In a microwave safe bowl combine the butter, 6 ounces of chopped chocolate & espresso powder. Heat in the microwave for 20 to 30 second intervals, stirring the chocolate in between each heating. Repeat until chocolate is completely melted & smooth. Set aside.
In a large mixing bowl combine the light brown sugar, eggs & vanilla and beat on medium speed (using a hand held mixer or stand mixer) until smooth. Scrape down the sides of the bowl as needed. Add in the melted chocolate mixture and continue beating just until combined.
In a separate bowl combine the dry ingredients; flour, cocoa powder, baking powder & salt. Give the dry ingredients a quick whisk just to combine them. Slowly add the dry ingredients into the chocolate batter, mixing on low speed until the cookie dough forms. Cover the bowl with plastic wrap and chill in the refrigerator for an hour.
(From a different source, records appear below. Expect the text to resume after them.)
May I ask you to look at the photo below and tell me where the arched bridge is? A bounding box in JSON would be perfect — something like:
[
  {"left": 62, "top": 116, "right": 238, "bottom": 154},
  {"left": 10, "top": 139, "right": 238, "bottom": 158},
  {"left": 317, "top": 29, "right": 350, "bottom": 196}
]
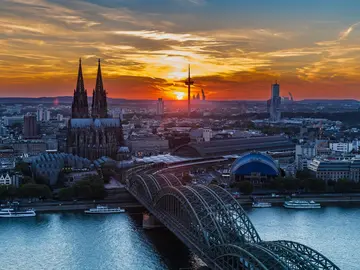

Preheat the oven to 325 degrees and line a baking sheet with parchment paper. Now you can cut 4 ounces of the baker's chocolate into smaller squares, one to cover each cookie and cut the marshmallows in half. Once the dough has had a chance to chill, use a spoon or cookie dough scoop to scoop out balls of dough and place them on the baking sheet giving them two inches of space in between each cookie. Bake for 10 minutes. Remove cookies from the oven and carefully place a single square of chocolate on the surface of each cookie, pressing down slightly. Place a marshmallow on top of the chocolate square. Return cookies to the oven to bake for an additional 3-5 minutes. Remove cookies from oven. At this point you can grate the remaining 2 ounces of chocolate over the cookies or you can use a kitchen torch to toast the marshmallows. Allow cookies to cool for 5 to 7 minutes before transferring them to a wire rack to cool completely.